Akhir kata yang kami sampaikan, selamat mempergunakan dan mempelajari makalah ini
sebaik-baiknya, semoga ada guna dan bermanfaat bagi setiap orang yang mempelajarinya.
Penyusun
BAB I
PENDAHULUAN
1.3 Tujuan
Untuk mengetahui bagaimana proses asuhan keperawatan Kelainan Kongenital pada Anak.
BAB 2
PEMBAHASAN
A. Hirschprung
1. Pengertian
Hirschsprung (megakolon/aganglionic congenital) adalah anomali kongenital
yang mengakibatkan obstruksi mekanik karena ketidakadekuatan motilitas sebagian
usus (Wong, 1996).
Penyakit Hisprung (Hirschprung) adalah kelainan bawaan penyebab gangguan
pasase usus (Ariff Mansjoer, dkk. 2000).
Hirschprung adalah kelainan bawaan berupa obstruksi usus akibat dari tidak
adanya sel-sel ganglion parasimpatik pada dinding saluran intestinal lapisan
submukosa, dan biasa terjadi pada calon bagian distal (Fitri Purwanto, 2001).
Hirschprung merupakan suatu kelainan bawaan berupa aganglionosis usus yang
dimulai dari sfingter ani internal ke arah proksimal dengan panjang bervariasi dan
termasuk anus sampai rektum. Juga dikatakan sebagai kelainan kongenital dimana
tidak terdapatnya sel ganglion parasimpatis dari pleksus auerbact di kolon (A. Aziz
Alimul Hidayat,2006).
2. Etiologi
Penyakit ini disebabkan aganglionosis Meissner dan Aurbach dalam lapisan
dinding usus, mulai dari spingter ani internus kearah proksimal, 70 % terbatas
didaerah rektosigmoid, 10 % sampai seluruh kolon dan sekitarnya 5 % dapat
mengenai seluruh usus dan pilorus.
Adapun yang menjadi penyebab hirschsprung atau mega kolon kongenital adalah
diduga karena terjadi faktor genetik dan lingkungan sering terjadi pada anak dengan
Down syndrome, kegagalan sel neural pada masa embrio dalam dinding usus, gagal
eksistensi, kranio kaudal pada myentrik dan submukosa pada dinding plexus.
Dalam keadaan normal bahan makanan yang dicerna bisa berjalan disepanjang
usus karena adanya kontraksi ritmis dari otot-otot yang melapisi usus (kontraksi
ritmis ini disebut gerakan peristaltiik). Kontraksi dirangsang oleh sekumpulan saraf
yang disebut ganglion yang terletak dibawah lapisan otot.
Sedangkan menurut (Amiel, 2001) penyebab hisprung tidak diketahui, tetapi ada
hubungan dengan kondisi genetic Mutasi pada Ret proto-onkogen telah dikaitkan
dengan neoplasia endokrin 2A atau 2B pada penyakit Hirschsprung familiar (Edery,
1994).

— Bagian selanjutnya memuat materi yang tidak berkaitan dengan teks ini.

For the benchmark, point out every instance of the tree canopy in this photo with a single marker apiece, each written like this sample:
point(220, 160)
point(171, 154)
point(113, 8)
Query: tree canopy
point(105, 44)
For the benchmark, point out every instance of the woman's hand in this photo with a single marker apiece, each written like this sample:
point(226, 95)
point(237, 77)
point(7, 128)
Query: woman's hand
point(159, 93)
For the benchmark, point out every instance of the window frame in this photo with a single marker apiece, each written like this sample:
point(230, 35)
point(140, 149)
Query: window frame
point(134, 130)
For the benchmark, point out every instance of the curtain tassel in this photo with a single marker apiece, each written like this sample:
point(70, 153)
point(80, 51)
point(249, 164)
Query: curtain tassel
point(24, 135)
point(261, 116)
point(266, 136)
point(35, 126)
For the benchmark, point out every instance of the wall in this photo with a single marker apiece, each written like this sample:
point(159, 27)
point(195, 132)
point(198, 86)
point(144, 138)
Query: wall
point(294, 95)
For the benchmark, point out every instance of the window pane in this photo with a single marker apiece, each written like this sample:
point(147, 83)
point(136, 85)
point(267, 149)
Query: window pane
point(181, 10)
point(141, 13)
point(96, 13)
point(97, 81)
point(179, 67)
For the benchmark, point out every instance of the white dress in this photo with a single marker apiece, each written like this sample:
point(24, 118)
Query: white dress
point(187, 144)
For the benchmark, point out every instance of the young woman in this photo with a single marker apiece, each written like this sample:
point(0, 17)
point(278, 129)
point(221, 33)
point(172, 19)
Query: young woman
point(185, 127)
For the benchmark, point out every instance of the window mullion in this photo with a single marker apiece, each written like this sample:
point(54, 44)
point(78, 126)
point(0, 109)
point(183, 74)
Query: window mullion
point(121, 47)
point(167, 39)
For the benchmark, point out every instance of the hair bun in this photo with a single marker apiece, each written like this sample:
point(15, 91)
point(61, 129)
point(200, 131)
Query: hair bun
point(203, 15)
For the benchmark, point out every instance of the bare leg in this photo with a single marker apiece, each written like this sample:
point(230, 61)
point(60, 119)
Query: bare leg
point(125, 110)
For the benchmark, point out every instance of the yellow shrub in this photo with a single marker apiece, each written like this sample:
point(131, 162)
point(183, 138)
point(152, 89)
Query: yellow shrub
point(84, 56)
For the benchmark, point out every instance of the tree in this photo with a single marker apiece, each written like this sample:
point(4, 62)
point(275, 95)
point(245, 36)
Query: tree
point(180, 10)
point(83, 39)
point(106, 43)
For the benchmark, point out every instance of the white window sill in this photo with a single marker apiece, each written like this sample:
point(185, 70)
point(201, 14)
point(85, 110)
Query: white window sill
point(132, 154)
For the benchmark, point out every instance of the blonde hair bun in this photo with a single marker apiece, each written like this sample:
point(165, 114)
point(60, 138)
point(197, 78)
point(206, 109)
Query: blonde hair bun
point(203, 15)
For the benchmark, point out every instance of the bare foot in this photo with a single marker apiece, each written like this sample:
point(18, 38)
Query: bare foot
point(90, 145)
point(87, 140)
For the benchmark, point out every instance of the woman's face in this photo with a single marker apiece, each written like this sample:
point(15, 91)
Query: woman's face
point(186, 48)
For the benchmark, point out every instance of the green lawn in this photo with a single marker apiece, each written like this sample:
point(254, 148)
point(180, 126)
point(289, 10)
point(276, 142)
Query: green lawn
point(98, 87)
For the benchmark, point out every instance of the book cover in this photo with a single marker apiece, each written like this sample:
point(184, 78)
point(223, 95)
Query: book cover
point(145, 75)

Gen lain yang berhubungan dengan penyakit Hirschsprung termasuk sel
neurotrofik glial yang diturunkan dari factor gen, dari factor gen endhotelin-B, dan
gen endothelin -3 (Marches, 2008).Penyakit Hirschprung juga terkait dengan Down
syndrome, sekitar 5-15% dari pasien dengan penyakit Hirschprung juga memiliki
trisomi 21 (Rogers, 2001).
3. Manifestasi Klinik
Gejala dan tanda dapat bermacam-macam berdasarkan keparahan dari kondisi
kadang-kadang mereka muncul segera setelah bayi lahir. Pada saat yang lain mereka
mungkin saja tidak tampak sampai bayi tumbuh menjadi remaja ataupun dewasa.
4. Pathofisiologi
Istilah congenital agang lionic Mega Colon menggambarkan adanya kerusakan
primer dengan tidak adanya sel ganglion pada dinding sub mukosa kolon distal.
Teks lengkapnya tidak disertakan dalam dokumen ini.